While biking and walking around Slovenia, writer Tracey Croke caught onto something: Slovenians seem to just “get” sustainable living. Turns out, gentle living and travel habits are part of a long-standing culture in this central European country.
It’s late afternoon in Slovenia’s leafy capital of Ljubljana. At a riverside café, I’m smirking at my branded glass of LOO-BLAH-NAH Gold Ale. The brewery’s use of SHOUTY CAPS is a cheeky nod to the common struggle visitors have in pronouncing the city of silent ‘J’s. Clearly, I’m not the first to miserably fail.

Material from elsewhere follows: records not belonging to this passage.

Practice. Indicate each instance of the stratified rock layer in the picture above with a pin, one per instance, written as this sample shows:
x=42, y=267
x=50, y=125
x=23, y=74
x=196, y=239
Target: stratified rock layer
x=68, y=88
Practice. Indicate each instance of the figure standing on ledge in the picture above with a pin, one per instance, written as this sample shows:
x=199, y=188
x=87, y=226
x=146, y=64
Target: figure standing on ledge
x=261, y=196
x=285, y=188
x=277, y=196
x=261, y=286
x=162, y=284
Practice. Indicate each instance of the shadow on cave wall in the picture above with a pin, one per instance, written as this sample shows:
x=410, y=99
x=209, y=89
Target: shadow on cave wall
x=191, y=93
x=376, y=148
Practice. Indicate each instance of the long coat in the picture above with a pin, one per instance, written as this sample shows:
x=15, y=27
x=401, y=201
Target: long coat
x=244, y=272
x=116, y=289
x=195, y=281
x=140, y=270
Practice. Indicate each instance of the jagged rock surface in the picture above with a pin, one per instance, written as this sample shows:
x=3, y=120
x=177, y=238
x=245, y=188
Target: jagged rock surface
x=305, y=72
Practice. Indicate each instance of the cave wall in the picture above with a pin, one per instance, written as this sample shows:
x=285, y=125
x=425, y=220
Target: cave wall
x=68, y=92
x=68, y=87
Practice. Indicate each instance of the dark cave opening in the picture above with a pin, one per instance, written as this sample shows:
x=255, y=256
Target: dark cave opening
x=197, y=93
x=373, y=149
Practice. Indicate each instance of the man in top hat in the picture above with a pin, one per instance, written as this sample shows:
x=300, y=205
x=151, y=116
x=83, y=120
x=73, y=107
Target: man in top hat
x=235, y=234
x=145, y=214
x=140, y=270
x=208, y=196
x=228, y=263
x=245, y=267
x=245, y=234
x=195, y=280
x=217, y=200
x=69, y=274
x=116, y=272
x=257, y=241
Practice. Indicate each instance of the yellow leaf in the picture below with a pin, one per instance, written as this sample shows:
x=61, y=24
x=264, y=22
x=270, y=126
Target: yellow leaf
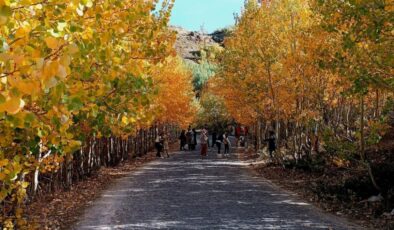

The word tickles me so much that I want to adopt it to write across those little green messages increasingly left in hotel bathrooms: “Save the planet: reuse towels.” Loo-blah-nah! Research shows that 90 percent of us want to travel better and half will pay more for more sustainable options. However, attracting the conscientious traveler coin is becoming a big greenwashing business. Cue the sustainable (cough; cost-saving) choice to opt out of room service, and let the expensive plastic bottles of water sit in the minibar.
Meanwhile, I can just chill out with my beer. The central European country of limestone peaks, vast forests, majestic cave systems and turquoise glacial lakes has been doing the environmental heavy lifting for travelers since 2015, with the enactment of the Slovenia Green program. Ljubljana is just one of 59 destinations (along with 143 accommodations, 61 restaurants (and a bunch of activities) that have been put through the wringer for us to prove that they are less impactful on the planet than other options.
But what does that really mean?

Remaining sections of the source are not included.